CS 8803 – AIAD
Prof. Ling Liu
Project Proposal
Page Rank for the Peer to Peer
Web Crawler
Deepak K Narasimhaiah
Mario El Khoury
Motivation and Objectives
Search Engines like Google have become an Integral part of our life. Search
Engine usually consists of many parts - crawling, indexing, searching and page ranking.
A highly efficient web crawler is needed to download billions of web pages to index.
Most of the current commercial search engines use a central server model for crawling.
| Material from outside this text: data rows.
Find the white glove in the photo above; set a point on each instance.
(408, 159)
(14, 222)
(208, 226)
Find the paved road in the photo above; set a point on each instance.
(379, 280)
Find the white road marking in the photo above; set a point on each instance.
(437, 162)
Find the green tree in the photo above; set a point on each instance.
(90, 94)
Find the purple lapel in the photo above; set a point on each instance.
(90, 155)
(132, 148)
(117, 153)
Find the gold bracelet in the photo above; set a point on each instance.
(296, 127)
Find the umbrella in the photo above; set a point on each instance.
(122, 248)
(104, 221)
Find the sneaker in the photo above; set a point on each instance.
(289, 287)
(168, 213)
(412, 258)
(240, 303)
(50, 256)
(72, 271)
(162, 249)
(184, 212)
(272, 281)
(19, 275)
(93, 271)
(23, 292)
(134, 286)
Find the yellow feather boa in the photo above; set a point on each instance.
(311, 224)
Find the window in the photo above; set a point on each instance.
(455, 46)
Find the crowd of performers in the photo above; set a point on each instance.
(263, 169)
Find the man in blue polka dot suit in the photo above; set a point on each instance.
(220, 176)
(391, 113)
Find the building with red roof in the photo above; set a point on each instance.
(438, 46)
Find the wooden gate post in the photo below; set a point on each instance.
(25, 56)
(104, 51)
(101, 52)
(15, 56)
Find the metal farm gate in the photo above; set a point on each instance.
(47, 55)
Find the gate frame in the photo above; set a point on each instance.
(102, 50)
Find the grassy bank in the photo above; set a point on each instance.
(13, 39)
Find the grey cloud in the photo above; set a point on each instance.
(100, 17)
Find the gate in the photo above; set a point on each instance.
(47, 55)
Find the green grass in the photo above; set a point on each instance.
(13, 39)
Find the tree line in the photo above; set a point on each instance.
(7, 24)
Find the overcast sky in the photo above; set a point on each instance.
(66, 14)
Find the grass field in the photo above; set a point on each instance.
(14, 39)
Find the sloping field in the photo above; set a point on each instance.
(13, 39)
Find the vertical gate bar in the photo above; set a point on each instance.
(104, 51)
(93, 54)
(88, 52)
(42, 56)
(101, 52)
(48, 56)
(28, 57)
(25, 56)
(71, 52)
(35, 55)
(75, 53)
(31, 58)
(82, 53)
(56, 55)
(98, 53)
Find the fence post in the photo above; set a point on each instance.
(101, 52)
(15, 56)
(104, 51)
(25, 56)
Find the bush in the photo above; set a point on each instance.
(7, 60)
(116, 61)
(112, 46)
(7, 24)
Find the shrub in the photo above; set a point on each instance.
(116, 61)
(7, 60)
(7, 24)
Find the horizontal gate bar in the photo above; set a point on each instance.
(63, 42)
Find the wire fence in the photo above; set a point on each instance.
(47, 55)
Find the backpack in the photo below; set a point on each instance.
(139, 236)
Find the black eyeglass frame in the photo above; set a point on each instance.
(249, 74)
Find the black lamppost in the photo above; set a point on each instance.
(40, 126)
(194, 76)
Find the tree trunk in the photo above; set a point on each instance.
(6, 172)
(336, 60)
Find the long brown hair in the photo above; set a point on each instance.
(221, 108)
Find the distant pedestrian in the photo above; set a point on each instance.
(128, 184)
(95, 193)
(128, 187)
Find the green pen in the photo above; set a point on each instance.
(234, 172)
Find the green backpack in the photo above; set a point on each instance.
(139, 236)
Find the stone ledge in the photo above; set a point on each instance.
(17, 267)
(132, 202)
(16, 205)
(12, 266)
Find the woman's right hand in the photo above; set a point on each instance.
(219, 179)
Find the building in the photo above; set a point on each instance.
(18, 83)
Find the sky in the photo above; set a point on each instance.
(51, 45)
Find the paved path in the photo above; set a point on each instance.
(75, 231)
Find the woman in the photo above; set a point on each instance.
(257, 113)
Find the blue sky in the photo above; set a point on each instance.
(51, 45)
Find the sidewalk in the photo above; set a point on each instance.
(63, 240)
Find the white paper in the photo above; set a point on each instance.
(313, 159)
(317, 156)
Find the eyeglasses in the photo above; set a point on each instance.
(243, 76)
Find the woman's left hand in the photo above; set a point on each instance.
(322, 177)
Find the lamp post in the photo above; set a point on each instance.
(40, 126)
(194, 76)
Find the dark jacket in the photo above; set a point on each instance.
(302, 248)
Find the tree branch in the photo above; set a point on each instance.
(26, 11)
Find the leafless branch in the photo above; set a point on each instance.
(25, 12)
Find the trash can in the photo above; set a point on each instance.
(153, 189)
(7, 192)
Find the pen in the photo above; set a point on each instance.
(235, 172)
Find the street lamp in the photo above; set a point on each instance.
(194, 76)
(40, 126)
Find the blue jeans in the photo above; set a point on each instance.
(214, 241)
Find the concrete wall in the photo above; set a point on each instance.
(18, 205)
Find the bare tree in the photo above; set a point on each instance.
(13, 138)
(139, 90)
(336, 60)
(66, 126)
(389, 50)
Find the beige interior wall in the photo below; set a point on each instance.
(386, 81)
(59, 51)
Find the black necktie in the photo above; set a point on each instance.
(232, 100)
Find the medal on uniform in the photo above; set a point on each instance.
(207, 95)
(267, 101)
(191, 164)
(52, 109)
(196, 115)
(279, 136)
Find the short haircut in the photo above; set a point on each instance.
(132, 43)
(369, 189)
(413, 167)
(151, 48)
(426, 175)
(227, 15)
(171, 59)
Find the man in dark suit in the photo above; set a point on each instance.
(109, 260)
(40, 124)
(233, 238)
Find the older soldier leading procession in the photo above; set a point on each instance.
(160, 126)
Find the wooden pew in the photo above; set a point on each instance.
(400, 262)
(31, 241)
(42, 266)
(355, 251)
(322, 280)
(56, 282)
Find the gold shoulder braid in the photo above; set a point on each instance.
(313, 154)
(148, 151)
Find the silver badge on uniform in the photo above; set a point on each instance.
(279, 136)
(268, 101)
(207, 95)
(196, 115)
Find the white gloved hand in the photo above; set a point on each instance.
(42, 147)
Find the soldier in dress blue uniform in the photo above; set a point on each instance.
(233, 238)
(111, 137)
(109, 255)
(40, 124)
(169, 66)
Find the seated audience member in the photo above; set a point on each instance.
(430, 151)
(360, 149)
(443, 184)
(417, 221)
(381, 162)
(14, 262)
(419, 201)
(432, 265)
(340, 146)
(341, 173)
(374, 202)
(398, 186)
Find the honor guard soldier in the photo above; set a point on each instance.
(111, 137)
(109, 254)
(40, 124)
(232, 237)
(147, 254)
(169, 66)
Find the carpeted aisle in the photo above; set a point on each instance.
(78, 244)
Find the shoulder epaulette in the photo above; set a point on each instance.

Major problems with centralized systems are single point of failure, expensive systems
and administrative and troubleshooting challenges. Hence a decentralized crawling
architecture can overcome these difficulties. Currently, a Peer to Peer Crawler based on
decentralized crawling architecture is being built at the College of Computing under the
guidance Prof. Ling Liu [4][5].
The World Wide Web creates many new challenges for information retrieval. It is
very large and heterogeneous. The web pages are extremely diverse, ranging from simple
sentences to journals about information retrieval. In addition to these major challenges,
search engines on the Web must also contend with inexperienced users and pages
engineered to manipulate search engine ranking functions. However, unlike "at"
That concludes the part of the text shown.